Think about the vast numbers of breeding opportunities for the lowly (over 500) species of mice or even annelids. (Whose own genomes are 100's of times bigger than ours-could it be that we are merely looking at the paleohistory of the worms?)
Understanding how genes work and turn off and on doesn't tell us how the perfect genes to get turned off and on actually ended up in the genetic code in the first place. I am pretty damn sure that random mutations cannot provide enough code for natural selection to work with. I know this to be more than likely true because, we can't replicate with a model, a highly ordered end product that was made by selecting randomly generated options. People have made some computer simulations that can do it, but they don't take into account that an intelligent person built the computer and wrote the program. Those are always necessary for the model to work, an intelligently built platform for natural selection to work off of. That has to be accounted for.
These mice and worms have all these traits waiting to be turned off and on and you say these were fixed randomly. You are looking at a completely developed species. You don't know if they were fixed randomly. There is know evidence of what happened between fossils in the fossil record. Paleohistory cannot answer that question. The answer is in biogenetics and statistics.

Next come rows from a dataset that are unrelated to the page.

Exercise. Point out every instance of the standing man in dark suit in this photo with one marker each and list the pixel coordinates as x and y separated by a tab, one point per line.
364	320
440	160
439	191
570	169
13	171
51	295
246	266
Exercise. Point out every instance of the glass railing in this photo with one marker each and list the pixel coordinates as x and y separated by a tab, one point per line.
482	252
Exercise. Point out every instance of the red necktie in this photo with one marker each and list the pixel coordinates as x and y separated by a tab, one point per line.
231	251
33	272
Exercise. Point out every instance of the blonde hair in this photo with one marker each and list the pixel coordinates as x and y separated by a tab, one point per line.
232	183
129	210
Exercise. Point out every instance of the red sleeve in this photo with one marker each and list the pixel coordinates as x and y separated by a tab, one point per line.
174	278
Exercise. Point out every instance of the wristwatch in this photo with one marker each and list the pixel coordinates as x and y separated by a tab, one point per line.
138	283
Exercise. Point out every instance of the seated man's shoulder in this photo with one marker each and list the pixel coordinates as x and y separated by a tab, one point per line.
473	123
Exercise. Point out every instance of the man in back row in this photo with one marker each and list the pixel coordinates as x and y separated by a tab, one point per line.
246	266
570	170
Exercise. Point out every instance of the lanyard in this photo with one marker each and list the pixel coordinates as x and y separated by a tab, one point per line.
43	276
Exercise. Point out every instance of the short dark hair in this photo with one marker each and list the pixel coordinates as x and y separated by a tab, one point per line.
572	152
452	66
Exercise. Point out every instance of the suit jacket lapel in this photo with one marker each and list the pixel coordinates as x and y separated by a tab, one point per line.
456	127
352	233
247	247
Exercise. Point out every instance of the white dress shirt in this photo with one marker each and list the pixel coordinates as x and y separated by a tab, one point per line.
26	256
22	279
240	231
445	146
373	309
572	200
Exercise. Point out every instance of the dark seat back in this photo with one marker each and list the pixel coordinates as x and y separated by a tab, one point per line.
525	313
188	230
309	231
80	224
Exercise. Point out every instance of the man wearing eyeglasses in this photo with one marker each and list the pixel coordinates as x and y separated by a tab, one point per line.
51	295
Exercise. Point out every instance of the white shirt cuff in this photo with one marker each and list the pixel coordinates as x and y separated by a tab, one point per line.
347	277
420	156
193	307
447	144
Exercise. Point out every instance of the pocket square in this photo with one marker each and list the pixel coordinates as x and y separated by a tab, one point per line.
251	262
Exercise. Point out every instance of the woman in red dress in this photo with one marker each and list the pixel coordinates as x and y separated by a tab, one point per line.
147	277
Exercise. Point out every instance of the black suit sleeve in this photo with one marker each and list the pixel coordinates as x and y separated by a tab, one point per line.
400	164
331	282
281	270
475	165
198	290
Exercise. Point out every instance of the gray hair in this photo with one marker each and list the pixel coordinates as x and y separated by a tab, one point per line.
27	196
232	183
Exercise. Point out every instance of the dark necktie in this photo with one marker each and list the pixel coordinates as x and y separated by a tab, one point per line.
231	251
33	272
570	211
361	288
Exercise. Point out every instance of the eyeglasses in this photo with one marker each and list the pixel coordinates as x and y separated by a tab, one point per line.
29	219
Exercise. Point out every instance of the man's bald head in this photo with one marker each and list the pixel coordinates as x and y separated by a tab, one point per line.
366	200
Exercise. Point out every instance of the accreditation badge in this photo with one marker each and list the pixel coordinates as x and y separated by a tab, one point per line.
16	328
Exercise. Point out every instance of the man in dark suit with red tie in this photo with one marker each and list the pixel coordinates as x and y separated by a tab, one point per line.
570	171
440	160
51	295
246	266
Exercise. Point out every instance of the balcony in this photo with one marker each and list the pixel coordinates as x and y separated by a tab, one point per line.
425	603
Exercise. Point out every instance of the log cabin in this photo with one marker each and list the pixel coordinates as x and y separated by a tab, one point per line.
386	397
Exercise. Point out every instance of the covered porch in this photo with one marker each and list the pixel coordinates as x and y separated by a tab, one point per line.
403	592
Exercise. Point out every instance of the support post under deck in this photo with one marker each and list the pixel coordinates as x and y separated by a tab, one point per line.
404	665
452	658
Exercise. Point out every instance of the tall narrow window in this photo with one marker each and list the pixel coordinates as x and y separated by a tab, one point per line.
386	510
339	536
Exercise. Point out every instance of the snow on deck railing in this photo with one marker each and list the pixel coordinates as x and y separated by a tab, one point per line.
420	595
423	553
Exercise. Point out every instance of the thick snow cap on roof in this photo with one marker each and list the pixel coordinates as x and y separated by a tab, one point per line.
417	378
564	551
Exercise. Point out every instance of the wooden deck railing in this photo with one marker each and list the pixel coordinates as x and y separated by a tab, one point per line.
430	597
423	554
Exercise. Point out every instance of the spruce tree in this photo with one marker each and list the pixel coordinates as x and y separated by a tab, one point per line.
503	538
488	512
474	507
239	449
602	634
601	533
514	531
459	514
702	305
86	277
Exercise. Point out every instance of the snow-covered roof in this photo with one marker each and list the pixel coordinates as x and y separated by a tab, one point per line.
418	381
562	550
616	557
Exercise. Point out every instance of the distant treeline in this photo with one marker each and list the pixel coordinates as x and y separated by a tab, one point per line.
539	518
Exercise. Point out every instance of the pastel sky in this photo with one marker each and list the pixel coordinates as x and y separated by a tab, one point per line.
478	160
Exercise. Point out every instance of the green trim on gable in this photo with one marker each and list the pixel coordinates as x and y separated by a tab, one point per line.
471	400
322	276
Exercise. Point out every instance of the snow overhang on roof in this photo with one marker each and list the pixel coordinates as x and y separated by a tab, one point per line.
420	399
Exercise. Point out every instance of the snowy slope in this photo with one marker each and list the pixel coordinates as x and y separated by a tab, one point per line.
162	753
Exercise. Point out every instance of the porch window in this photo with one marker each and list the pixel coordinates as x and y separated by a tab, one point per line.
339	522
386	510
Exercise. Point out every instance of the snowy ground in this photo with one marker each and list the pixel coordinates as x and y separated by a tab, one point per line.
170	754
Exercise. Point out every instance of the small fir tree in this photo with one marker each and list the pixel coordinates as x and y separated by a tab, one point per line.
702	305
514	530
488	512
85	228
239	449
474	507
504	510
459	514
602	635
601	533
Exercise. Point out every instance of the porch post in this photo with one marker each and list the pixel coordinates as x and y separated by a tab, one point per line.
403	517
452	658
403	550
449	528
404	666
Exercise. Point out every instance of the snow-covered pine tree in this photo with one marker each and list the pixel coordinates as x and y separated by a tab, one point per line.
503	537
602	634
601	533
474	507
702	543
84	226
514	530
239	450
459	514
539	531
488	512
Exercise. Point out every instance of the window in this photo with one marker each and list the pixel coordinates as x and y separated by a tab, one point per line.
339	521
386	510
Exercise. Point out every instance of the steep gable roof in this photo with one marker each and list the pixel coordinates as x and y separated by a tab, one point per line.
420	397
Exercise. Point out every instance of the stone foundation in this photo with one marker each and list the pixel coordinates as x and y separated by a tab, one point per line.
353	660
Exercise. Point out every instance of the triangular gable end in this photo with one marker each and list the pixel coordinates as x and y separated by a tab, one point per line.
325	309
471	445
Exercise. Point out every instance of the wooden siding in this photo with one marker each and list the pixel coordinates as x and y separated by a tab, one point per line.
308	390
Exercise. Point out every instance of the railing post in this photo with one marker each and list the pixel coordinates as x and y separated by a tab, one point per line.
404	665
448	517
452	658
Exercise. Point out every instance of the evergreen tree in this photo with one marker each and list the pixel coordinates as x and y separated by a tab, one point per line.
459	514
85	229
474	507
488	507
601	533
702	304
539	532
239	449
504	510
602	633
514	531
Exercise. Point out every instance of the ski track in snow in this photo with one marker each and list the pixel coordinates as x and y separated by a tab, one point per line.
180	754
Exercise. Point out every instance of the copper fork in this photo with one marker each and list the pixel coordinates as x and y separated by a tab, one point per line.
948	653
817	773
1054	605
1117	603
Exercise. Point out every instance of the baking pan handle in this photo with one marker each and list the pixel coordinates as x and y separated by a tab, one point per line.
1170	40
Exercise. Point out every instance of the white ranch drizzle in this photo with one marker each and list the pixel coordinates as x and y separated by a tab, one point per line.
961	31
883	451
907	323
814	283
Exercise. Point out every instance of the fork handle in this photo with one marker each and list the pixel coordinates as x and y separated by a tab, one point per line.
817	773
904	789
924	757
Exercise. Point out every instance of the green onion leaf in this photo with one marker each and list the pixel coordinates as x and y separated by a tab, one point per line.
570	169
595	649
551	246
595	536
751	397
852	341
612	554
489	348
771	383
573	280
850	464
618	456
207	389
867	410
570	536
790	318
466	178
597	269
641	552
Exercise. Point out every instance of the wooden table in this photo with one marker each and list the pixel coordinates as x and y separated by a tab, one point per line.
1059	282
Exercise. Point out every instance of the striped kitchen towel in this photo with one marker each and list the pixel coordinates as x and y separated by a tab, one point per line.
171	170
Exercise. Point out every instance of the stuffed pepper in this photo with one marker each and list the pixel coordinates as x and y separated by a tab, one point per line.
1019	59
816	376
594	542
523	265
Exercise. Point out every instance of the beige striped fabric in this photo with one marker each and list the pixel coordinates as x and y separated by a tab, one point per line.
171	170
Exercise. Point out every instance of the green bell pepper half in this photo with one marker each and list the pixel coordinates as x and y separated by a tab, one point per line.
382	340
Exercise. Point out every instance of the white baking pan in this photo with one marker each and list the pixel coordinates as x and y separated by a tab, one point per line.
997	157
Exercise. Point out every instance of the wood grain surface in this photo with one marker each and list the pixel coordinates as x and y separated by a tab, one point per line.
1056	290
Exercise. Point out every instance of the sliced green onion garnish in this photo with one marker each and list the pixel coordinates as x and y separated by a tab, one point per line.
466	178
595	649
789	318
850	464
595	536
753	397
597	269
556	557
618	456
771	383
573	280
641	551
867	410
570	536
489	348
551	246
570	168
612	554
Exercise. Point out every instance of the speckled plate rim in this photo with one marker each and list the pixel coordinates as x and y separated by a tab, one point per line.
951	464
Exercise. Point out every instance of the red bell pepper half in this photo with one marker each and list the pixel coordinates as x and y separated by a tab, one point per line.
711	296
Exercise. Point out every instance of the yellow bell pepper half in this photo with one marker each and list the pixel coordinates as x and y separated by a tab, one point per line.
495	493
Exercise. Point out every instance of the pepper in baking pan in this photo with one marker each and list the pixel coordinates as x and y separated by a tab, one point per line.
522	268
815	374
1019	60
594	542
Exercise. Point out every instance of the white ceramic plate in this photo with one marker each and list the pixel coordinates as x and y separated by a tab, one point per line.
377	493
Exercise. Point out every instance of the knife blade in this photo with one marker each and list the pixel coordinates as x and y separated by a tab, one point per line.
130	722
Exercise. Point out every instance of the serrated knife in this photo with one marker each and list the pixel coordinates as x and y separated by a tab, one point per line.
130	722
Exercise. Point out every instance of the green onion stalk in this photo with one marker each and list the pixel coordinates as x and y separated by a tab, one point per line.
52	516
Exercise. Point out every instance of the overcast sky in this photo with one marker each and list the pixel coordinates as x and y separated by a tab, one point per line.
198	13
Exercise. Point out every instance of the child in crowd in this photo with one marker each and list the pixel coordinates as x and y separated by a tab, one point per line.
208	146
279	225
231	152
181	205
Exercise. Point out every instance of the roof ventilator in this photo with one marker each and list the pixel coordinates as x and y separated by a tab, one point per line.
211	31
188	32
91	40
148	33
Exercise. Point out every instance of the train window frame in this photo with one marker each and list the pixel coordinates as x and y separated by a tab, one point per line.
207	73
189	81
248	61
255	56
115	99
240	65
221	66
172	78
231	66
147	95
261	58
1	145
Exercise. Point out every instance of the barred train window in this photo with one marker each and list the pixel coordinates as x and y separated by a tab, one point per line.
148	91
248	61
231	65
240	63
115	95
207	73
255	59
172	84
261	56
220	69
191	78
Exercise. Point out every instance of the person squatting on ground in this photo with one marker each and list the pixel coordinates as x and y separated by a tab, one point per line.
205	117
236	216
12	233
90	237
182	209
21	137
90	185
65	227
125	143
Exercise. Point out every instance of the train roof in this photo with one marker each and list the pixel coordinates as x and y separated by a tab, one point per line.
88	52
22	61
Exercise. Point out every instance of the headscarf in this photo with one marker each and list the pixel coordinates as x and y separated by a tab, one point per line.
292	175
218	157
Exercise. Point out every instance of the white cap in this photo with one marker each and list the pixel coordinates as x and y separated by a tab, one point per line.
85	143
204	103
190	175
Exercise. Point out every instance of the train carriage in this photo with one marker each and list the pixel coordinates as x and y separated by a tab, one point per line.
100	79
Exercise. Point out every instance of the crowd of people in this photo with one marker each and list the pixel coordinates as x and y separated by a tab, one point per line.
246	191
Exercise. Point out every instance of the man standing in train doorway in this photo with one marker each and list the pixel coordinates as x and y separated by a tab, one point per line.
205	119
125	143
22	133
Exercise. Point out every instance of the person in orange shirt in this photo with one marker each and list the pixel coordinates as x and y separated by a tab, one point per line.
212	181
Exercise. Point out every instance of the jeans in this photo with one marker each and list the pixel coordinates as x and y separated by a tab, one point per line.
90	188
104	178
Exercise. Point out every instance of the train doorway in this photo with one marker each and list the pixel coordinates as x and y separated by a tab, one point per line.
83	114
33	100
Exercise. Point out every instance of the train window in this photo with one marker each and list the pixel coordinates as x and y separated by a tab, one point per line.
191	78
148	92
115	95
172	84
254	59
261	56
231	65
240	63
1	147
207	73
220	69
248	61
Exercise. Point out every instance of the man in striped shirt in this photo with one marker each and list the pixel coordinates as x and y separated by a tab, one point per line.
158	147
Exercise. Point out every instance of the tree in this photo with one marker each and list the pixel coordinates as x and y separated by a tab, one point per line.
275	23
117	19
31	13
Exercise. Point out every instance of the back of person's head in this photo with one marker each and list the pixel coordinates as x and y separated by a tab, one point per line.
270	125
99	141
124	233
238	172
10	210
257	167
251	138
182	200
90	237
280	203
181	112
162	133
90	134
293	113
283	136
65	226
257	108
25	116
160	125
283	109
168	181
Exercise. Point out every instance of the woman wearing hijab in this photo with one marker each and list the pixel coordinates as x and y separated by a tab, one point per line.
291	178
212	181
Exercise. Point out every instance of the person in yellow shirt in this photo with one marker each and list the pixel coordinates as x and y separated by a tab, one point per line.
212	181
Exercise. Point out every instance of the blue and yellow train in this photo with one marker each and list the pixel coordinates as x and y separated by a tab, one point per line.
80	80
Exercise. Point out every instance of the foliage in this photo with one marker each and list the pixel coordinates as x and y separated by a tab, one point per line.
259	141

I said I didn't believe in creationism as defined by you and creationists themselves. I also, don't believe random mutations can provide for the traits necessary for natural selection to result in macro-evolution.

What does that leave me? ID? Is there something else when random can be logically omitted because it is statistically unlikely? I would like to call myself a random mutation denier because the analysis of the data supports that position, rather than an ID supporter for this discussion. What people support as an alternative is a different discussion for a different, and/or maybe new discipline of science and philosophy. For that discussion to develop scientifically the truth about random has to be faced, and alternative proposed. At least quit assuming and teaching random is an accepted fact because of the scientific data, and admit it is an accepted fact because of a bias in world view of the scientific community that leads them to accept random as the only possibility.

Leadfoot
 
  1  
Reply Mon 28 Aug, 2017 08:33 am
@brianjakub,
Quote:
What does that leave me? ID? Is there something else when random can be logically omitted because it is statistically unlikely?

Exactly! That conclusion does not necessarily require any religious preconceptions.
0 Replies
 
farmerman
 
  1  
Reply Mon 28 Aug, 2017 08:43 am
@brianjakub,
Quote:
I am pretty damn sure that random mutations cannot provide enough code for natural selection to work with
Since its a matter of chemistry and environmental interaction, why are you pretty sure of that?

How bout if NO genes are in effect?
How bout one gene affecting many traits.
brianjakub
 
  1  
Reply Mon 28 Aug, 2017 04:10 pm
@farmerman,
Quote:
How bout if NO genes are in effect?

What do you mean? How does that lead to macro evolution.
Quote:
How bout one gene affecting many traits.
Can you give me examples, or explanations of how this can lead to macro evolution.